Covid-19 : les pharmacies peuvent pratiquer des tests sérologiques rapides

, par  Isabelle Coston

Les pharmacies peuvent désormais réaliser des tests de diagnostic rapides pour savoir si une personne a déjà été contaminée par le SARS-CoV-2 dans le passé.

Un arrêté publié le samedi 11 juillet au Journal officiel autorise, « à titre exceptionnel » et jusqu’au 30 octobre 2020, les pharmaciens d’officine à effectuer des tests rapides d’orientation diagnostique (Trod). Ceux-ci indiquent si l’organisme a déjà fabriqué des anticorps contre le SARS-CoV-2, et donc si le patient a été exposé au nouveau coronavirus par le passé. Jusqu’à présent, seuls les laboratoires d’analyses médicales, en ville ou à l’hôpital étaient habilités à les pratiquer. Une liste des 51 tests de ce type autorisés a été publiée par le ministère des Solidarités et de la Santé.

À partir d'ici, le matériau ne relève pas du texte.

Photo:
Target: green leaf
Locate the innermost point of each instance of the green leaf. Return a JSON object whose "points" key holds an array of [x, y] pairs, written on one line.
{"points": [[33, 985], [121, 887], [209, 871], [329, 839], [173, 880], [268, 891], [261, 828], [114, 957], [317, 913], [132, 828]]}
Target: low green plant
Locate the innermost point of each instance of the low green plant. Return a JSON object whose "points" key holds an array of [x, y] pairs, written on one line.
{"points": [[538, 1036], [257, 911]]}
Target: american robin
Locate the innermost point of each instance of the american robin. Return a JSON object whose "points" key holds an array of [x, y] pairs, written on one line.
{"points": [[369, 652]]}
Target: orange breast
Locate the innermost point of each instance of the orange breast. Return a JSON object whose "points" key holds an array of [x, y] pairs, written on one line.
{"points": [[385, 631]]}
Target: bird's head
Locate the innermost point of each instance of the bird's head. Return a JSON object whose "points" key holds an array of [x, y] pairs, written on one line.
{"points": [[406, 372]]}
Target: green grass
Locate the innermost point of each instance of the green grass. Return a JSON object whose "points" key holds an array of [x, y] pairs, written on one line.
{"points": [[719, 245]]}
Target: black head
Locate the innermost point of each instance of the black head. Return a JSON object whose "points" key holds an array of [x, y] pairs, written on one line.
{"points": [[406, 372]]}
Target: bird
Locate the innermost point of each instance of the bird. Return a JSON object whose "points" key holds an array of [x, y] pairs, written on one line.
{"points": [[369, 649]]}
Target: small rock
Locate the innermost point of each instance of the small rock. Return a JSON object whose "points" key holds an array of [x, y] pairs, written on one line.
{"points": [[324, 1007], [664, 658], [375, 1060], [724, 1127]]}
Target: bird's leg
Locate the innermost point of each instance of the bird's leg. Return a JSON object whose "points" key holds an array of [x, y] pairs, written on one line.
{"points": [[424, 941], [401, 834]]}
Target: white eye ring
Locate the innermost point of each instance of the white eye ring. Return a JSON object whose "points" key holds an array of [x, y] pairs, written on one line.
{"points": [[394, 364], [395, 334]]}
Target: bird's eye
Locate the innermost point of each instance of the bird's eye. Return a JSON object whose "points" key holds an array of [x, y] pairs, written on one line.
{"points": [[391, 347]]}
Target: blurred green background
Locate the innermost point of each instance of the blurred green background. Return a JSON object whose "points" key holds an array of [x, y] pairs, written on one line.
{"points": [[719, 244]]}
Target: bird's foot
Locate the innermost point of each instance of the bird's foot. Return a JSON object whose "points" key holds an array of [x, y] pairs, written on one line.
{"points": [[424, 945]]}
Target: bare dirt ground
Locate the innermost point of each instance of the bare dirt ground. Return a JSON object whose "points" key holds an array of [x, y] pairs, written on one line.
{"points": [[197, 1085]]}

Détecter une exposition au virus dans le passé

A ne pas confondre avec les tests virologiques qui nécessitent d’introduire un écouvillon (coton-tige) dans le nez pour détecter la présence de germes infectieux, ces tests Trod consistent à prélever une goutte de sang en piquant la peau, généralement au bout du doigt, puis à la mettre en contact avec un réactif. Le résultat apparaît au bout de cinq à quinze minutes seulement. S’il est positif, cela signifie que l’on a déjà été exposé au virus au cours des dernières semaines, avec ou sans symptômes, et que l’on a développé (ou que l’on est en train de développer) une réponse immunitaire. Un test négatif ne veut pas dire de façon certaine que l’on n’est pas contagieux. Quant au prix du test, il n’est pas encadré par la loi et n’est pas pris en charge par l’Assurance maladie.

Confirmer la trace d’une réponse immunitaire

Le résultat devra toutefois être confirmé par une analyse sanguine en laboratoire de biologie, qui permettra d’évaluer le degré de réponse immunitaire. Il pourra éventuellement être complété par un test virologique (RT-PCR) afin de vérifier si le virus est toujours présent dans l’organisme et, donc, si l’on risque ou pas de contaminer d’autres personnes. Certains Trod ne détectent que les anticorps IgG (pour immunoglobulines G), qui se forment au minimum quatorze jours après avoir été en contact avec le coronavirus, tandis que d’autres indiquent aussi la présence d’IgM (immunoglobulines M), produites plus tôt, qui peuvent être détectées une semaine environ après l’infection.
Alors que les pharmaciens attendaient depuis un certain temps cette autorisation, les syndicats et Conseil national de l’Ordre des médecins (Cnom), eux, ont émis un avis défavorable sur cette mesure. Ils ont en effet souligné, dans un communiqué commun daté du 15 juillet, « les difficultés d’utilisation [ainsi que] la complexité de l’interprétation des résultats de ces tests sérologiques ».